Interior ambiance is decidedly utilitarian. Hard plastic is the rule, though the pull-down center armrest is padded, and there’s very thin padding on the door armrests. There are two 12-volt outlets on the lower console, along with USB and Aux inputs on the upper console.
As might be expected, there’s vast headroom and decent legroom in the front seats, and we found the seats themselves to be quite comfortable. The standard seat is mounted a bit low, but all models tested had a tilt/telescopic steering wheel, which helped us attain a comfortable driving position. Even better was the optional height-adjustable driver seat, which allows ratcheting it up to a much more commanding position. Either way, however, it was a long reach to rest your elbow on the door top; awkward for normal-size folks, great for “wider” ones. In passenger versions, there’s adequate (not vast) adult legroom in the 2nd row. Audio controls are mounted high, within easy reach, and include a 4-inch touchscreen. Simple 3-dial climate controls are mounted lower, just out of easy reach. One downside we noticed is that the speedometer is small and set into a dark corner of the instrument panel, making it hard to read at a glance. Available amenities include a rearview camera and rear obstacle detection. Both help make up for a rather poor (or non-existent) view rearward when backing and are highly recommended. Visibility to the front corners is fairly good, with visibility to the sides restricted by thick pillars, even with windows in the sliding doors. Side mirrors have built-in wide-angle lenses, but they’re quite small.
Our Austin, Texas, drive route didn’t exhibit many Chicago-like potholes, but road irregularities we hit didn’t cause a huge ride disturbance, though road and bump noise is rather high (largely due to the uninsulated rear cargo area). However, there was some jiggling even on relatively smooth pavement, and speed bumps we traversed made the back end hop with a bang; a 600-lb load strapped into the cargo area of one example helped tone that down somewhat.
Acceleration is quite good. Nail the gas from a stop, and the ProMaster City gets a good jump off the line. However, we noticed a slight sag in full-throttle acceleration about 10 feet from the start, which was likely due to the engine overpowering the front wheels and the traction control kicking in to cut power. This was a bit more noticeable when towing a 1500-lb load, which otherwise the ProMaster City pulled with ease. We also noticed that, accelerating out of (typical city-like) low-speed turns, there was sometimes a hesitation in power delivery. In most cases, the transmission kicked down fairly quickly for passing, very helpful in the urban slog.

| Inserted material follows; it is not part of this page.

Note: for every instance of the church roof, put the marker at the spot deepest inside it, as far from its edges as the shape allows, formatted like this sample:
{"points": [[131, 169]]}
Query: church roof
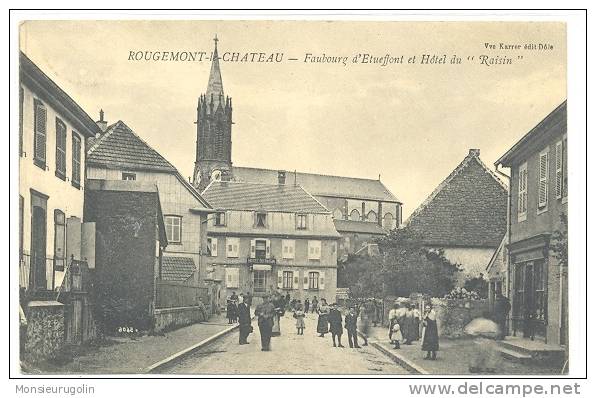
{"points": [[215, 84], [467, 209], [231, 195], [121, 148], [320, 184]]}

Just in the past couple of years, competition in the compact-cargo segment has really heated up. Besides the aforementioned Ram C/V (which will continue to be available for a short time), Nissan came out with the NV200, a lower, longer competitor to the shorter, taller Transit Connect. Since then, the Transit Connect has itself been redesigned into the “longer, lower” mold, which is also what’s used for the ProMaster City. Furthermore, Chevrolet is set to jump in with its own entry, which will essentially be a “badge engineered” version of Nissan’s NV200.
As a result, buyers now have four (and depending on timing, possibly five) compact cargo vans from which to choose. Which one is best for them may depend upon how it’s going to be used, but one thing is clear: Ram now has a strong entry in the class that is well worth a spot on your shopping list.